Search code examples
rparallel-processingassignment-problem

Linear sum assignment/Hungarian method performance in R


I need to speed up a process of finding most optimal distance for each entry. I am using gower.dist from StatMatch and solve_LSAP from the clue package. The gower distance takes no time at all, however the LSAP solver takes too long with the number of times I need to run it.

Is there a way to make this run faster using parallel computing or just making part of it run in parallel [link to clue github] [link to scientific journal discussing this] or another solver that I may be unaware of that is faster? The other two libraries I am aware of are adagio and RcppHungarian (both are slower).

Example data: Gower Distance Data (google drive link to folder with data)

> dim(gowerdist)
[1]  4309 10366
solve_LSAP(gowerdist, maximum = FALSE)

Solution

  • clue::solve_LSAP uses the Hungarian algorithm.
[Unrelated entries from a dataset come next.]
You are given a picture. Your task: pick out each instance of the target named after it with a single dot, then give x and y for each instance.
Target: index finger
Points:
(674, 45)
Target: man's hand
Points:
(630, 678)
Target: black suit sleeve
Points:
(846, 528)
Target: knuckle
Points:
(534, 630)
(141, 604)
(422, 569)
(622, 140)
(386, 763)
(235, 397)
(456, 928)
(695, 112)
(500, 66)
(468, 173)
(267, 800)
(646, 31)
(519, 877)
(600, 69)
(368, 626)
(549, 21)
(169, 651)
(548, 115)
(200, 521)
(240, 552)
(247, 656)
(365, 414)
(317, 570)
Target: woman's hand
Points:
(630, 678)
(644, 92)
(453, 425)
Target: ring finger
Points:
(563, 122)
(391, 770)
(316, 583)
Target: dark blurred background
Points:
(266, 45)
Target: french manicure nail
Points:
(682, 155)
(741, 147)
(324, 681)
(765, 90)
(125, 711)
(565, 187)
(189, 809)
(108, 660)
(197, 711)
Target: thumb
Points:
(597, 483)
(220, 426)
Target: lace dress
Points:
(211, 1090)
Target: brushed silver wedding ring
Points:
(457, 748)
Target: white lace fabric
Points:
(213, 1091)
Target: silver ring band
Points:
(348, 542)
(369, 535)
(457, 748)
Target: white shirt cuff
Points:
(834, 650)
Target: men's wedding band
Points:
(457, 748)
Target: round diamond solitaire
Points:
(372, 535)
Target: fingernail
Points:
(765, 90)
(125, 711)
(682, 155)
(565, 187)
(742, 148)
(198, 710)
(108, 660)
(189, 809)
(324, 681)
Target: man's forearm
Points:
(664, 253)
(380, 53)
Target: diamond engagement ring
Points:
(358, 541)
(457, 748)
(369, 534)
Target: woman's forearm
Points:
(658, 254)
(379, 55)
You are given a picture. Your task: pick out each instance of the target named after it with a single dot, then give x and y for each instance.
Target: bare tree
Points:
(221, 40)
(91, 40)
The Jonker and Volgenant (1987) algorithm, implemented in TreeDist::LAPJV(), is more efficient.

    I tested a reduced version of the matrix to get results in seconds rather than minutes; differences in run time are likely to increase with larger matrices.

    gower <- read.csv("GowerDistance.csv")
    dim(gower)
    gowerMat <- as.matrix(gower)
    gow1 <- gowerMat[1:2400, 1:4800]
    
    tictoc::tic()
    clue <- clue::solve_LSAP(gow1, maximum = FALSE)
    tictoc::toc()
    # 67.95 sec elapsed
    
    tictoc::tic()
    td <- TreeDist::LAPJV(gow1)
    tictoc::toc()
    # 20.24 sec elapsed
    

    GraphAlignment::LinearAssignment() on Bioconductor also uses the LAPJV algorithm, but can only be applied to square matrices. (A workaround is to add extra rows to the matrix with extremely high values.)

    Another alternative is lpSolve; this does not specify which algorithm it uses, but is much slower

    tictoc::tic()
    lps <- lpSolve::lp.assign(gowerMat[1:800, 1:1600]) # much smaller matrix
    tictoc::toc()
    # 364.67 sec elapsed